Thirdly, the question of what constitutes harm is ambiguous. Harm can be financial, emotional, physical, psychological, and (it could be argued) moral. While physical and financial harm are relatively easy to distinguish, emotional and psychological impacts are more difficult, and moral harm perhaps the most contentious.
A further argument that calls into the question opposition to (legal) paternalism is based on the idea that paternalism can be self-imposed in a democratic context. The idea is that in a democracy the people have a say in what laws are made and in voting for the people who make the laws, therefore if democratic governments put into place heavy paternal laws, then this is with the consent of the people, a kind of consensual self-paternalism. The obvious problem with this claim is that it is almost impossible that all will want the same laws and the same amount of government "interference." Mill refers to this sort of scenario as the “tyranny of the majority,” and Nozick describes legal paternalism as the first step towards a dictatorship.
While paternalism in a contemporary western context refers mostly to physical and psychological welfare, paternalism can, and indeed historically does, include moral welfare. Plato, Aristotle and Aquinas all advocated a strong role of the state in molding and enforcing morality. However, in more recent times people have called in question whether it is the state’s duty to impose morality, and if so whose morality?
Patrick Devlin in his famous debate with hard paternalist H.L.A. Hart made the distinction between physical and moral paternalism. If prostitution is made illegal because it spreads diseases for instance, then this is physical paternalism, but if it is illegal because it is meant to protect the prostitute from moral harm (or corrupting the soul in Plato’s terms) then this is a case of moral paternalism. Other oft cited cases include those of homosexual acts and euthanasia. In such cases, the voluntariness of the action is not relevant, nor whether it causes harm to others; the prohibition of the act is purely for the moral welfare of the consenting agents involved. These examples are contentious and many would argue should be allowed, whether because they are not in fact immoral or because it is irrelevant as to whether they are. Feinberg even denies that moral harm is a coherent concept. Self-affecting acts that have been widely accepted as being illegal for moral reasons include the "sport" of dwarf tossing, cannibalism (for example the recent case of the man in Germany who agreed to be eaten), polygamy, and selling oneself into slavery.

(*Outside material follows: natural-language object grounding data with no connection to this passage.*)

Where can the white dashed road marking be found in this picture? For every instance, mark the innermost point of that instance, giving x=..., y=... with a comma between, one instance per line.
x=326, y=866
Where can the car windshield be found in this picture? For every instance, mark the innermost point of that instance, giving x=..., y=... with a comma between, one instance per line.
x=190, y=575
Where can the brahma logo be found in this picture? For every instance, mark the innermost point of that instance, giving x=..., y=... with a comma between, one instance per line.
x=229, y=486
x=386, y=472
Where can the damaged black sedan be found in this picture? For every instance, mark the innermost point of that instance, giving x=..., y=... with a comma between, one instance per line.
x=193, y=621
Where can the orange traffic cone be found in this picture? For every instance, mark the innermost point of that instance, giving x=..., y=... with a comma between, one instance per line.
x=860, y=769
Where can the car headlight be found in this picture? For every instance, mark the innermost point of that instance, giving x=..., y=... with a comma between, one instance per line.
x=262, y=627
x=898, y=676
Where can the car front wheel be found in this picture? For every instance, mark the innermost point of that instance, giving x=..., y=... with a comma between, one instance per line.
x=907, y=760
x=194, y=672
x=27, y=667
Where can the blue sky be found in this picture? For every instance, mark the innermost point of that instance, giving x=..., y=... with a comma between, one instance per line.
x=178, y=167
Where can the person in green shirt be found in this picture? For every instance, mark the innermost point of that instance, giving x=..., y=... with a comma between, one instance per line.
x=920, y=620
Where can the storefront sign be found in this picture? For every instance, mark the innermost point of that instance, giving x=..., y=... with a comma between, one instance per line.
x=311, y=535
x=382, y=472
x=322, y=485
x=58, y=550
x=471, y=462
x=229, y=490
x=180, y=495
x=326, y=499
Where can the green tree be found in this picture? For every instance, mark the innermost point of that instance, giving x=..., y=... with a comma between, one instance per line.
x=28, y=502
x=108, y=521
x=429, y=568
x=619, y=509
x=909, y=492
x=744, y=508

There has been a further distinction that aims to separate acts that are made illegal purely because they are immoral and those that are made illegal in order to prevent moral harm. The prevention or prohibition of acts on purely moral grounds is known as legal moralism, while acts that are prohibited in order to prevent moral harm (to self) fall under moral paternalism. This distinction is somewhat vague (it is rejected by Devlin) as it seems reasonable to presume that rules governing morality are meant to prevent harm or moral corruption, thus making them paternal in nature.